1. The petitioner in this case has been convicted under Section 6 (1) read with Section 21, Bengal Food Adulteration Act (Bengal Act 6 of 1919). It appears that, on 17th October 1938, the petitioner took delivery of some tins of mustard oil at the Bolpur railway station. On the same day, a sample was taken from these tins by the Sanitary Inspector and it was found that the mustard oil contained therein was adulterated. The petitioner and certain other persons were subsequently prosecuted and the petitioner was convicted. It is said that the prosecution did not discharge the onus which lay on the Crown to show that the adulterated goods had actually been stored for sale within the meaning of Section 6 (1) of the Act and it is also contended that any presumption which may have arisen under Section 6 (4) of the Act was rebutted by reason of the fact that the goods were actually on the railway premises at the time when the sample was taken by the Sanitary Inspector. The finding contained in the judgment of the lower appellate Court is that there can be no doubt that the petitioner had taken delivery of this consignment of oil for the purpose of selling it. This being the case, it would follow that although the goods had not actually left the railway premises, they were nevertheless being stored for sale by the petitioner within the meaning of .S.6 (1) of the Act. It followed that the requisite initial onus has been discharged by the prosecution. In this connexion it may be mentioned that in Sachi Nandan Piri v. Chairman, Midnapore District Board : AIR1940Cal213 , I pointed out that:
In my view, in a case in which a person is prosecuted for storing adulterated food for sale, it must ordinarily be proved affirmatively that such food is actually being stored, and in my opinion, such storage cannot be taken to include transit to a place of storage unless the adulterated food in question is actually in the physical possession of a person to whom Sub-section (4) of Section 6 expressly applies.

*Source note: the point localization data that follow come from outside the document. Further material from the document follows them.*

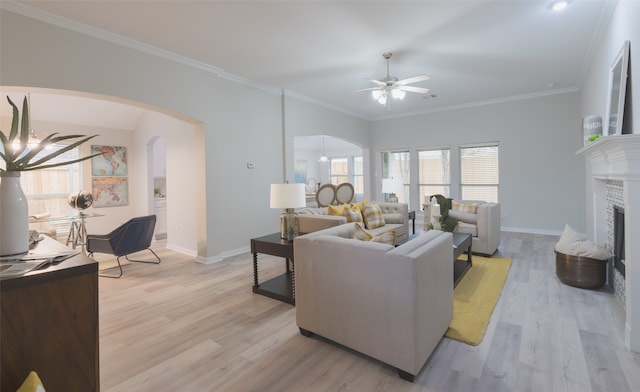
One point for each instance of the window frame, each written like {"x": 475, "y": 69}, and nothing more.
{"x": 462, "y": 185}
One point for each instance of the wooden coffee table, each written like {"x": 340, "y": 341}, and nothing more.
{"x": 281, "y": 287}
{"x": 461, "y": 244}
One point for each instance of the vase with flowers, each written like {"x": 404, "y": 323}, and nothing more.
{"x": 21, "y": 153}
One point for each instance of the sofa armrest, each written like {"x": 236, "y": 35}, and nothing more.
{"x": 311, "y": 223}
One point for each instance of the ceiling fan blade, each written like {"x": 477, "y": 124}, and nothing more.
{"x": 378, "y": 82}
{"x": 414, "y": 79}
{"x": 367, "y": 89}
{"x": 413, "y": 89}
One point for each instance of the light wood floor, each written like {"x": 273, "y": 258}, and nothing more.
{"x": 184, "y": 326}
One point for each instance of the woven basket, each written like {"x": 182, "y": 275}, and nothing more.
{"x": 582, "y": 272}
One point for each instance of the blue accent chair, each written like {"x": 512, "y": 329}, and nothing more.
{"x": 133, "y": 236}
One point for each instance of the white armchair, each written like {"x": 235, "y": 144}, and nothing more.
{"x": 482, "y": 222}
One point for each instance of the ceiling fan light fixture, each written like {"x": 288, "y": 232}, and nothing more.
{"x": 396, "y": 93}
{"x": 558, "y": 5}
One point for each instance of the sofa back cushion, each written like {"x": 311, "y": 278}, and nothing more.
{"x": 353, "y": 214}
{"x": 470, "y": 208}
{"x": 373, "y": 216}
{"x": 387, "y": 237}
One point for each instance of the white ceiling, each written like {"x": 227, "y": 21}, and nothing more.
{"x": 474, "y": 51}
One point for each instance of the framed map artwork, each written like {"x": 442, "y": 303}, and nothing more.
{"x": 109, "y": 191}
{"x": 112, "y": 162}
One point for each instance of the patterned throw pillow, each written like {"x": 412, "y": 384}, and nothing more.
{"x": 465, "y": 207}
{"x": 336, "y": 210}
{"x": 373, "y": 216}
{"x": 359, "y": 233}
{"x": 353, "y": 214}
{"x": 388, "y": 237}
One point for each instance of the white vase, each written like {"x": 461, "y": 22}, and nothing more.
{"x": 14, "y": 215}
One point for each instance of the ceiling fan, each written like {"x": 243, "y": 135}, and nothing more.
{"x": 390, "y": 86}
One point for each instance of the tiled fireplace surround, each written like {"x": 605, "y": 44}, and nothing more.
{"x": 613, "y": 170}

2. That case related to the prosecution of a certain person in respect of a consignment which was found in the possession of his carter. On the facts of that case, if the petitioner himself had been in physical possession of the consignment, the position would have been different. In the case with which we are now dealing the petitioner came into physical possession of the consignment as soon as he took delivery thereof at the railway station and from the moment that he took such delivery until the goods were actually exposed for sale in his shop there can be no doubt that he was actually storing them with a view to their ultimate disposal by sale. It is argued that it would be unreasonable to convict the petitioner in this case in view of the fact that he could have had no opportunity to examine the nature of the goods between the time when he took delivery of them and the time when a sample was taken. This argument is, however, answered by Sub-section (3) of Section 6 of the Act which is in the following terms:
In any prosecution under this section it shall be no defence to allege that the vendor, manufacturer or storer was ignorant of the nature, substance or quality of the article sold, exposed for sale, or manufactured or stored for sale by him.

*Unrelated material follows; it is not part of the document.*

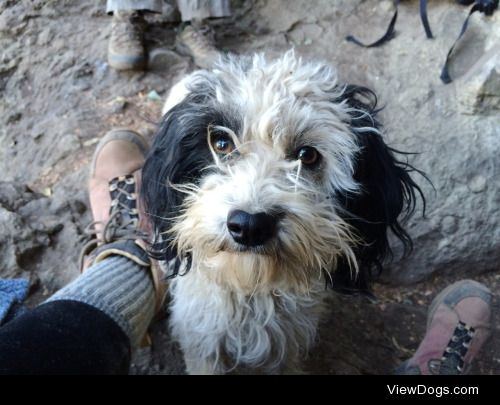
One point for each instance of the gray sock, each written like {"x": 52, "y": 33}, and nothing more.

3. In cases of this nature, it is obviously necessary that all dealers and consignees of goods such as those which are mentioned in Section 6 of the Act should exercise greatest caution as to the persons with whom they deal. In my view, the petitioner has been properly convicted, but if he considers that he has a grievance against the person who supplied him with these goods, it will be for him, if so advised, to consider the propriety of instituting a suit for damages against that person. This rule must accordingly be discharged and the decision of the learned Magistrate is affirmed.